The exit handling code can probably be simplified a little:

if (Node == Entry) {

   BBs.clear();
   if (InsertPtsFreq >= BFI.getBlockFreq(Node)) {
        BBs.insert(Entry);
         MadeChange = true;
    } else if (MadeChange) {
        BBs.insert(InsertPts.begin(), InsertPts.end());
    }
   break;
}
wmi updated this revision to Diff 86306.Jan 30 2017, 9:54 AM

Addressed David's comments.

davidxl added inline comments.Feb 1 2017, 4:52 PM
include/llvm/Transforms/Scalar/ConstantHoisting.h
130 ↗(On Diff #86306)

Add a documentation about what it returns and what it means when empty set is returned.

lib/Transforms/Scalar/ConstantHoisting.cpp
704 ↗(On Diff #86306)

It does not seem correct to skip base const materialization. Also the second condition should always be true?

wmi added inline comments.Feb 1 2017, 5:12 PM
lib/Transforms/Scalar/ConstantHoisting.cpp
704 ↗(On Diff #86306)

You are right. I realize it is not right to skip base const materialization when we need to rebase some use. Will fix it.

The second condition is not necessarily true. We have multiple uses and multiple insertion points chosen. Every use will be dominated by exactly one insertion point but we don't know which one.

wmi updated this revision to Diff 86888.Feb 2 2017, 3:13 PM

Remove MadeChange. We will still need to insert const materialization code even if there is no hoisting or merging for BBs.
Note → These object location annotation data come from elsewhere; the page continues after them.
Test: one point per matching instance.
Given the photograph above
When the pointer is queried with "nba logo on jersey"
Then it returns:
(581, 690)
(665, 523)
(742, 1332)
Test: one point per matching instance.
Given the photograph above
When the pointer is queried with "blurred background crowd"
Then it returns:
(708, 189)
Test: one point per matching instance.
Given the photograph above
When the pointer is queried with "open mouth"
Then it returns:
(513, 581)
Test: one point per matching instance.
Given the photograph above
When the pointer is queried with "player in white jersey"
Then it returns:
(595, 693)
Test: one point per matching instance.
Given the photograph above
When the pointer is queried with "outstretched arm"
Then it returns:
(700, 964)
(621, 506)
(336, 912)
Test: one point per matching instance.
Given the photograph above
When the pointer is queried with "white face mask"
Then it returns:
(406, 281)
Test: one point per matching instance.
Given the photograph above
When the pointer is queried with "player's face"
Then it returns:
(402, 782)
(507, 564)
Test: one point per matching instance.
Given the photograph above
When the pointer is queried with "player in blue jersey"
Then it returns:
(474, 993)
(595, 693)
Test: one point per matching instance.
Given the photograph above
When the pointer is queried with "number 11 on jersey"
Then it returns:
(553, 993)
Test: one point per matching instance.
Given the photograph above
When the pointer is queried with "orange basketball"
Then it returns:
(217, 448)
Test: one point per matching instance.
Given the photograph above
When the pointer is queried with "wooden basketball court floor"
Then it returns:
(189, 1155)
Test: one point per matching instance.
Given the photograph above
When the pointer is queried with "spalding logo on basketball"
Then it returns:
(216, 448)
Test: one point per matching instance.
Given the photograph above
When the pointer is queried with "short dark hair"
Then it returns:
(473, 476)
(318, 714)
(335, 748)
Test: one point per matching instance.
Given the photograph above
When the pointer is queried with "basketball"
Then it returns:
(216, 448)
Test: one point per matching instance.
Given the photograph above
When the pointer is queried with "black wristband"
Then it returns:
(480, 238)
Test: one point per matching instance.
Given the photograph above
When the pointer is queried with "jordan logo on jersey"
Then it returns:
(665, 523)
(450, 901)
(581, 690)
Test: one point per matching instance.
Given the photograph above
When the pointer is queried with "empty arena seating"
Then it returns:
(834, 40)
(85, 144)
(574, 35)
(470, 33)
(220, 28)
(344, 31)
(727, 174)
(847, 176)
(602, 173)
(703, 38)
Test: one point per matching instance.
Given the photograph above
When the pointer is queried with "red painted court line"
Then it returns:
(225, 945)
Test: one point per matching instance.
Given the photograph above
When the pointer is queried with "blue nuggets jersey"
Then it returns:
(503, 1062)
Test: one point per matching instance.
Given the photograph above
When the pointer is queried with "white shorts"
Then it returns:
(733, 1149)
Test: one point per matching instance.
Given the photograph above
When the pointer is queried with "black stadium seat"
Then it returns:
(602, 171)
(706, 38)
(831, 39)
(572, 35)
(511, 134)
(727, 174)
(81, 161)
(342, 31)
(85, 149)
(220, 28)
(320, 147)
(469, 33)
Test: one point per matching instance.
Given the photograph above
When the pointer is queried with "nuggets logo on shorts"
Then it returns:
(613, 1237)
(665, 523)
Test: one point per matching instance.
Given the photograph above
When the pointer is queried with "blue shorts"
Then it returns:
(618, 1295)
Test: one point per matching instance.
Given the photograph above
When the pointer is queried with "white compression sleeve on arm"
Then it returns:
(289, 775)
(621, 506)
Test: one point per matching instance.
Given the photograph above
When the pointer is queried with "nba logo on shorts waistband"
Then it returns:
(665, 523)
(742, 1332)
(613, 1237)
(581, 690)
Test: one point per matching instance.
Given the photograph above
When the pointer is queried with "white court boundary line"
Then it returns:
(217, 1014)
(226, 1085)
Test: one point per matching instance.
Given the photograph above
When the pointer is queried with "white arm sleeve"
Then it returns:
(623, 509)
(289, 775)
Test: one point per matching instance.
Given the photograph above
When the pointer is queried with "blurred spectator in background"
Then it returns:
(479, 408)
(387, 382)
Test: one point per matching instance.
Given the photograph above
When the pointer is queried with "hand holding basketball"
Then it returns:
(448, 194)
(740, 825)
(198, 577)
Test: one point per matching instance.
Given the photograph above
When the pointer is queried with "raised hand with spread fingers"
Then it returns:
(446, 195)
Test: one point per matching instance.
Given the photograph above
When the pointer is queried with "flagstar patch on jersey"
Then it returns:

davidxl added inline comments.Feb 3 2017, 11:58 AM
lib/Transforms/Scalar/ConstantHoisting.cpp
673 ↗(On Diff #86888)

I am not sure why this is needed. If nothing is changed, it should be fine to skip the transformation for the constant (as well as rebase in uses) completely. Without skipping, it basically force rebasing?

678 ↗(On Diff #86888)

There are three cases:

  1. new insertion point introduced
  2. the BB originally has a base constant use
  3. the BB originally has a constant use but need rebase.
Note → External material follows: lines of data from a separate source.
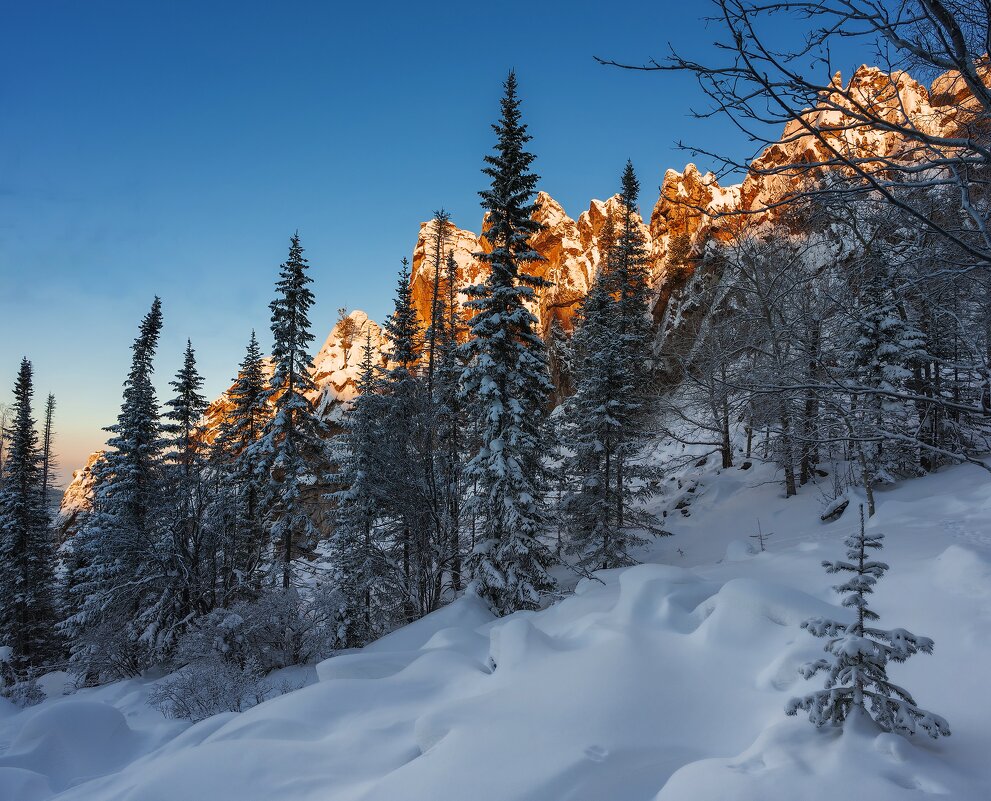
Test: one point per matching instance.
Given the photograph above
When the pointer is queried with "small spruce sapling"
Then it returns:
(858, 655)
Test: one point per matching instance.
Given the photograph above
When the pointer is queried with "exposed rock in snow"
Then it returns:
(77, 499)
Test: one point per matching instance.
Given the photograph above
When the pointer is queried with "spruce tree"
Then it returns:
(856, 668)
(359, 559)
(243, 540)
(187, 462)
(450, 421)
(292, 448)
(49, 463)
(604, 424)
(26, 549)
(410, 510)
(507, 377)
(120, 566)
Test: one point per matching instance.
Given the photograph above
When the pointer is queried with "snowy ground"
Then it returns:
(663, 681)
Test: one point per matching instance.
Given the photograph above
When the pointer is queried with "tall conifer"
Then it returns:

For case 1) and 3), new insertion is needed, but for 2) it can be skipped.

684 ↗(On Diff #86888)

The right way to fix is to move the rebasing code out of the IPSet traversal loop after all new base constant materialization insertion are done. Only those that got dropped in findConstantInsertionPoint need to be handled.

davidxl added inline comments.Feb 3 2017, 12:17 PM
lib/Transforms/Scalar/ConstantHoisting.cpp
678 ↗(On Diff #86888)

Correction: 2) can only be skipped when there are no other uses dominated by it -- so it is probably better to not to skip and rewrite the original use

684 ↗(On Diff #86888)

Discard the second part of the last comment.
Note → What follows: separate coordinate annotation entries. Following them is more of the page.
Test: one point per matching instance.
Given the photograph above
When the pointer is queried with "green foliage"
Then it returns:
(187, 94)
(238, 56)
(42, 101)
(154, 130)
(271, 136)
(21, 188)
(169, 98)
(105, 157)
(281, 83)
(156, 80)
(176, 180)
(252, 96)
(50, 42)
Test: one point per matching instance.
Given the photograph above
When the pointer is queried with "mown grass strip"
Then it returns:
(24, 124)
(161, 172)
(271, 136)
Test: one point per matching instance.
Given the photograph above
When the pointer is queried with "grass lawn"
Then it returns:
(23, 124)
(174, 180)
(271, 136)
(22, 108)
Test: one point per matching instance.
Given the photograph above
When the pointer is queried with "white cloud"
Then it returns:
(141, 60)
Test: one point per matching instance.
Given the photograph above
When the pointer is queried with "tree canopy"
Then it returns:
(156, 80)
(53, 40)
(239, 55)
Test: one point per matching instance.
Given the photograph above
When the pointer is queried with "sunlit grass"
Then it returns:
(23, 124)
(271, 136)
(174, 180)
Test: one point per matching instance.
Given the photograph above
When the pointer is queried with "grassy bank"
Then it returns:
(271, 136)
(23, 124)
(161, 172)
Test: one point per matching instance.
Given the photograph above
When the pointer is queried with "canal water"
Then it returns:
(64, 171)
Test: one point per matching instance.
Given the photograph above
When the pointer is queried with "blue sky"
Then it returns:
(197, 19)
wmi added inline comments.Feb 3 2017, 5:16 PM
lib/Transforms/Scalar/ConstantHoisting.cpp
678 ↗(On Diff #86888)

I thought it was not going to change the generated code if we do a rebase for a base constant use. That is why for the code simplicity, I choose to insert materialization and rebase code anyway.

It will change

BB:
%inc = add i64 %5, 214748364701

to

BB:
%const = bitcase i64 214748364701 to i64
...
%inc = add i64 %5, %const

Because 214748364701 is a very large number (The precondition it is treated as constant hoisting candidate) and it cannot be encoded in add instruction, we need the materialization code %const = ... anyway in the end.

davidxl added inline comments.Feb 5 2017, 2:48 PM
lib/Transforms/Scalar/ConstantHoisting.cpp
678 ↗(On Diff #86888)

Ok makes sense.

694 ↗(On Diff #86888)

Should !BFI check removed? It just improves compile time a little for the non-default path. To save compile time for more generally, do 'if (IPSet->size() == 1 || DT->dominates(...)) instead?

Also is it better to keep track of the base constants rewritten and assert at the end that all uses are rewritten.

wmi added inline comments.Feb 5 2017, 11:01 PM
lib/Transforms/Scalar/ConstantHoisting.cpp
694 ↗(On Diff #86888)

Good suggestions. Fixed as suggested.

wmi updated this revision to Diff 87189.Feb 5 2017, 11:16 PM

Make change to save compile time and add assertion per David's suggestions.

davidxl accepted this revision.Apr 19 2017, 2:49 PM

lgtm

This revision is now accepted and ready to land.Apr 19 2017, 2:49 PM
This revision was automatically updated to reflect the committed changes.